Memories can also be extremely powerful. Seth once said:

“… the first important step is to realize that your beliefs about reality are just that – beliefs about reality and not necessarily attributes of reality. You must make a clear distinction between you and your beliefs. You must then realize that your beliefs are physically materialized. What you believe to be true in your experience is true.” ~ The Nature of Personal Reality, session 621.

I’ve invested a lot of time over the past several decades looking at my beliefs in every way I could conceive, and each of them has taught me more about myself.  They’ve also taught me, as quoted above, that my beliefs are not ‘me’ but are tools that I use to express my understandings of myself.  In my continuing search to understand my own Being and my continuing expansion of my awareness of my self, I’ve also come to terms with aspects of ‘me’ that no longer fit.  I’ve been reminded (often) of the scene in the movie ‘The Mission‘ where Robert De Niro (as Rodrigo Mendoza, a former mercenary and slave trader) struggles to carry/drag (as penance) a huge bag of his weapons and armour all the way from the city near the sea up the cliffs and through the jungle to the remote Native village the Jesuits are seeking to visit.  When one of his companions cuts the rope attaching him to the bag, Mendoza goes back down the cliff, knots the rope and continues.  Only when he reaches the top does he find forgiveness and allows the rope to be cut.  How many of us continue to carry such a huge burden ourselves? Regrets, ‘if-only’ moments, guilt and more.  And if someone was to release us from the bonds of those ropes, how many would, as Mendoza did, retrieve the bag, retie the ropes and struggle on?  I know I did, for a very long time.

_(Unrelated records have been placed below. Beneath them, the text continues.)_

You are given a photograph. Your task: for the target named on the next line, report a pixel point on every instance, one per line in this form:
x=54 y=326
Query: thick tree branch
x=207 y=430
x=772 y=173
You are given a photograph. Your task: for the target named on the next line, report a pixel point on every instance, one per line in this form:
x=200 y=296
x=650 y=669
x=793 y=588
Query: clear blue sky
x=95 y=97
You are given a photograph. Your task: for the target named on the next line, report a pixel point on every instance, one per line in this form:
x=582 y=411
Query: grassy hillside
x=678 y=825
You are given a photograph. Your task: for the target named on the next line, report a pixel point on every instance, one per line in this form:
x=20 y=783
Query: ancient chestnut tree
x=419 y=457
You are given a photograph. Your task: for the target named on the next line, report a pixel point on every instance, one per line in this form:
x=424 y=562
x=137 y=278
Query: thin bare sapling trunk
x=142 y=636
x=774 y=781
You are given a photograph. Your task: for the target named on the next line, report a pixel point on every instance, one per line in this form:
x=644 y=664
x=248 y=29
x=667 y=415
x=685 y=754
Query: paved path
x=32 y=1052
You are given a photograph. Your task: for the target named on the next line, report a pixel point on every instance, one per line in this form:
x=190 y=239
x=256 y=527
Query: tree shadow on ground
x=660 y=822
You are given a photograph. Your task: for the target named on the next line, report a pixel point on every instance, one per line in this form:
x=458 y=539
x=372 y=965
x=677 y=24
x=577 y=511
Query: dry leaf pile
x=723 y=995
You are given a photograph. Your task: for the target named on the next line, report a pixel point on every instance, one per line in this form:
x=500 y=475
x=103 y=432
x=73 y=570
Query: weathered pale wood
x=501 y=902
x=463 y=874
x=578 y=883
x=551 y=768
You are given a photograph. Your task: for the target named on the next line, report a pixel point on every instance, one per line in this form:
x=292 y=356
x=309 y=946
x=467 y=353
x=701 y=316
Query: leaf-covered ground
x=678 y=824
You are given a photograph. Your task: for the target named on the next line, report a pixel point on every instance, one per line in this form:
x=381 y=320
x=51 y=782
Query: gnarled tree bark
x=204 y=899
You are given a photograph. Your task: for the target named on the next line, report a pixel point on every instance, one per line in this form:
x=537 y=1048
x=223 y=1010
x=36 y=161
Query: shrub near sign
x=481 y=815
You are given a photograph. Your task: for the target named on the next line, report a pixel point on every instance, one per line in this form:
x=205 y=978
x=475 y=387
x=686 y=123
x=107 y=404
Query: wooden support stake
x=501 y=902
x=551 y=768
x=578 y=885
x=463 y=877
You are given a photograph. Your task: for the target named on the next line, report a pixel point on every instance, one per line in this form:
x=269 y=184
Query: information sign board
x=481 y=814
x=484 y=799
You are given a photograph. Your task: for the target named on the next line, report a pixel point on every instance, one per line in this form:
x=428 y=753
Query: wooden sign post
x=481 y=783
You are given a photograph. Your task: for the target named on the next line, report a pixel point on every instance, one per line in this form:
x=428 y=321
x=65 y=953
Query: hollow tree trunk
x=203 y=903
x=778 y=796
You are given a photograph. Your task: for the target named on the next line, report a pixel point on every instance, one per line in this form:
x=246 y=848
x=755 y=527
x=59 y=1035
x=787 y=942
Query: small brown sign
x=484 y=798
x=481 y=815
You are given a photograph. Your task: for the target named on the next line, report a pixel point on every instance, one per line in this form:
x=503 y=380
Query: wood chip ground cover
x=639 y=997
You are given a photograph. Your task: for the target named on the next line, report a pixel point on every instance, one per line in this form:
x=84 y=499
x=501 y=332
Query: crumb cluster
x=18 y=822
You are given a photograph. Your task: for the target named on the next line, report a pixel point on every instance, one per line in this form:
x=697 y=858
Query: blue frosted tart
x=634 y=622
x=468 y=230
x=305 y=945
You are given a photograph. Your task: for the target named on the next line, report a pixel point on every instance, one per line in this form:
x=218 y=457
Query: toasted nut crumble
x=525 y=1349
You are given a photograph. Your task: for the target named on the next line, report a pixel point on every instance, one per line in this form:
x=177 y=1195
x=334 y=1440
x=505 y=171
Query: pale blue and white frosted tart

I came across a Tut quote recently that read:

“Often, having what you want is a function of letting go of what you have.

If you know what I mean.

    The Universe

Odd, huh, the stuff people cling to?”

It can be a challenging decision to make, to put down that bag and walk away from it.  For me much of that challenge was in letting go of what it said about me and who I believed I was.  In letting go, even of ‘myself’, what would I have left? Who would I be?  Freedom, complete freedom can have a wonderful taste; it can also be daunting.  We each have our own ways and our own reasons for continuing to hang on to the past, but I have received a couple of interesting thoughts regarding this from those who guide me.  One was, “You don’t have to forget the past. Knowing that, can you let it go?” Coupled with that was something seemingly innocuous.  I do all of my personal writing in a notebook with a fountain pen, and as such I have to clean the pen nib periodically. As I was standing over the sink flushing the ink from my pen I watched the tendrils of ink wash out of the nib and disappear into the stream of water coming from the tap.  As I’ve often seen the movement of time as being like a flowing stream, I saw for the first time how it wasn’t necessary for me to release these old ideas, beliefs and aspects of myself as much as to release them into the past.  There was a time in my life when they did have relevance, and as such they helped to form who I am today.  As Richard Bach wrote in the book ‘Illusions: Adventures of a Reluctant Messiah‘, “I gave my life to become the person I am right now. Was it worth it?”  For me, it is.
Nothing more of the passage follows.